Outra experiência, menos aterrorizante, provocou-lhe um forte desconforto. A monumentalidade dos espaços de Munique, apelidada por Adolf Hitler de “a capital do movimento”, afrontou o imenso acúmulo de fitas de papel nos quais costuma imprimir suas histórias inventadas. Mas a artista agigantou-se e persistiu com o trabalho de intervenções na paisagem, criando Verboten. Tampouco a gigante massa documental constitutiva dos trabalhos Oca-Oxalá e Restauros a intimidou, e conseguiu extrair e criar, a partir da articulação entre documentos, narrativas que combatem a perspectiva eurocêntrica da
historiografia, da factografia e da produção de verdades.

Também a magnitude das viagens, que fez quase sempre sozinha, a fim de reunir
62 depoimentos de pessoas as mais diversas para a constelação de Orun, não a deteve. O imponderável que a assusta não a impediu de enfrentar desafios como, por exemplo, transportar a pesadíssima escultura de colchão em cimento e fazer passar pela porta da galeria a carnavalesca cabeça de rinoceronte vermelha, que juntas ornam Barco sobre Lona. Antes, a ousadia mobilizou a artista a se aventurar, na obra 3amargem, pela radiotransmissão, expandindo a privacidade dos vizinhos anônimos e devassando as janelas visadas pela Galeria.

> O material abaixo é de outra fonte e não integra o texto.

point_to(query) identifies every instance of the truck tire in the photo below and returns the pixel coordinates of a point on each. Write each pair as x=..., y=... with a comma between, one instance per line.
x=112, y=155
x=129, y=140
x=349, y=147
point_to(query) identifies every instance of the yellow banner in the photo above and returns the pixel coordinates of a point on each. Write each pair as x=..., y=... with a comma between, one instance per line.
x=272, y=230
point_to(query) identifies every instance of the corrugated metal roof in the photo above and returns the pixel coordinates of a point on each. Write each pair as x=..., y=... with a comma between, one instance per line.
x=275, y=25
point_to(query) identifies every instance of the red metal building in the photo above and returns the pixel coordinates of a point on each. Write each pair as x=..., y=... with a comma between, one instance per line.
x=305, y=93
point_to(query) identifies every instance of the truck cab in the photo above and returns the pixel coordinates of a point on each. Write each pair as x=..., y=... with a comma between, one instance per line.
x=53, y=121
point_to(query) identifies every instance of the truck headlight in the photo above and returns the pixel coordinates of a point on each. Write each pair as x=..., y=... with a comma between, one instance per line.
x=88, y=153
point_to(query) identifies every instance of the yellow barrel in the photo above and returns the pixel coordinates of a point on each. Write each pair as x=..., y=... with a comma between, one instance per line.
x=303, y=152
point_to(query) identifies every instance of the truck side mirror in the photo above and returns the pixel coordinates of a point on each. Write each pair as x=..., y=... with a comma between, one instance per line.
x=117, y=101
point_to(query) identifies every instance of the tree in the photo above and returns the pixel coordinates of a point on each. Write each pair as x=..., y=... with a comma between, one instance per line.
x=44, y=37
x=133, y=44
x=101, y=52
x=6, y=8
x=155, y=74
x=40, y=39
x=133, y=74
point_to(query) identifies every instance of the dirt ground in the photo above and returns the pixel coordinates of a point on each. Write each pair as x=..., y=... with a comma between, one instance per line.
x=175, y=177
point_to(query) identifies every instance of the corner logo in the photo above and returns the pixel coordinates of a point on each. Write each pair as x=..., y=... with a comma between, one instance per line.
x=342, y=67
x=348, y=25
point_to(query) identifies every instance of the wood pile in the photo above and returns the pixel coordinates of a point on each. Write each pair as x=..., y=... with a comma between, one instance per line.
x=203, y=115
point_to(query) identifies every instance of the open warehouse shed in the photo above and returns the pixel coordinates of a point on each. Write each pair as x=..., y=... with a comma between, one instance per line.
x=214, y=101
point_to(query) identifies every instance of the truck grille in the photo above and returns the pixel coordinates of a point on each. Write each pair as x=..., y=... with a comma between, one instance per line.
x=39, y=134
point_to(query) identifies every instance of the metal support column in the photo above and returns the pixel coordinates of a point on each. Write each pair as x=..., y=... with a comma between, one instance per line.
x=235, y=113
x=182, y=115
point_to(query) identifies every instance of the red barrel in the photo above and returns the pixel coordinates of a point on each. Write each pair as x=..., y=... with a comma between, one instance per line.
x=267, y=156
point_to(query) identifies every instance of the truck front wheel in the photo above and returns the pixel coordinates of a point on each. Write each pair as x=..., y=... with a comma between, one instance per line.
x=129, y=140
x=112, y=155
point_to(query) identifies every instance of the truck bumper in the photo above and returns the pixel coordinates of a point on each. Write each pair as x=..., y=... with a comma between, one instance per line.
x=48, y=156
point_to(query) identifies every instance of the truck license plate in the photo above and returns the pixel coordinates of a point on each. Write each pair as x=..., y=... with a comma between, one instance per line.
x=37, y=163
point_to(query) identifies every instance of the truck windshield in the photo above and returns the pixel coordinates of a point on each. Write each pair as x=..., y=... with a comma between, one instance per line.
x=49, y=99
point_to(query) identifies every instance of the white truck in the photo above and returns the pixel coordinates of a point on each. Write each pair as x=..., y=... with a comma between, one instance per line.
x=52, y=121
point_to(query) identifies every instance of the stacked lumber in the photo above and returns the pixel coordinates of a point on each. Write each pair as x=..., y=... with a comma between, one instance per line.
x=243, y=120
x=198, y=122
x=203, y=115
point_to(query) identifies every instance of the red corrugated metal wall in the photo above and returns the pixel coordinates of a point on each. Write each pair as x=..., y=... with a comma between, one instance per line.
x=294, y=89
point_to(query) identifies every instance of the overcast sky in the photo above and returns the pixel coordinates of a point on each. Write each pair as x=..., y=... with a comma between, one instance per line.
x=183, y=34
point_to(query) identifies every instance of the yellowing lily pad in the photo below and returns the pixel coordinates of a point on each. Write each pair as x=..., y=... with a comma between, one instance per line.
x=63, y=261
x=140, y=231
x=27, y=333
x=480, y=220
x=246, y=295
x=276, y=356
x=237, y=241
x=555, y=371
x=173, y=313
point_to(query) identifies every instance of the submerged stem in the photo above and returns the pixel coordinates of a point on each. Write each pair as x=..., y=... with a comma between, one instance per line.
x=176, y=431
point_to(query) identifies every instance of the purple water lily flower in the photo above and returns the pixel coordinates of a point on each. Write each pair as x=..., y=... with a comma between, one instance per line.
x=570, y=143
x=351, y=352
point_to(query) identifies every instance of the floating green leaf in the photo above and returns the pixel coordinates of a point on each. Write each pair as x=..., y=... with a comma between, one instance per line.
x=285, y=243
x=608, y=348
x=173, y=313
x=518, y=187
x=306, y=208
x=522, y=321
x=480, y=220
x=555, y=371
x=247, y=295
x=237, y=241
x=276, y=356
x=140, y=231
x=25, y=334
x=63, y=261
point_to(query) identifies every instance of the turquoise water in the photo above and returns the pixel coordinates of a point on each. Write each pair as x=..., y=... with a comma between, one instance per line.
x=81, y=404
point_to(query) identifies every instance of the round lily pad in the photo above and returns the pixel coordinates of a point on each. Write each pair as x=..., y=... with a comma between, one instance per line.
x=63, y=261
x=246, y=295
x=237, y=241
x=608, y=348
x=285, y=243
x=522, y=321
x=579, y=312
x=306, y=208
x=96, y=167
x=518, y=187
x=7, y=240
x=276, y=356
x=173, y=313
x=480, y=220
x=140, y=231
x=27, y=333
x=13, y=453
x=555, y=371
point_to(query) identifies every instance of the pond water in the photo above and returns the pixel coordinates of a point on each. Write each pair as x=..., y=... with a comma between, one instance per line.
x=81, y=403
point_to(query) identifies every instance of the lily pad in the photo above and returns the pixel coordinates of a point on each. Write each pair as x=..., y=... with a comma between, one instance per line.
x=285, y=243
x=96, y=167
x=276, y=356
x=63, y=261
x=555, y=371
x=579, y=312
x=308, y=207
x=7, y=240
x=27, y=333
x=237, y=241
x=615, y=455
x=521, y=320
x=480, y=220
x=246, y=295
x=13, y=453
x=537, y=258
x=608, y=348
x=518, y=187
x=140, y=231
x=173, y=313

Em conclusão, o irrefreável ímpeto de construir mundos imaginados faz a brava Paula Scamparini confrontar não somente seus medos, mas também o desejo de desbravar o mundo e de encontrar o outro. E, talvez porque o mundo seja grande demais, e as pessoas todas singularmente complexas, Paula cultive um respeito desmedido, fruto da mais profunda consciência de que o real é inapreensível, a totalidade incompreensível e o acúmulo impossível de manejar.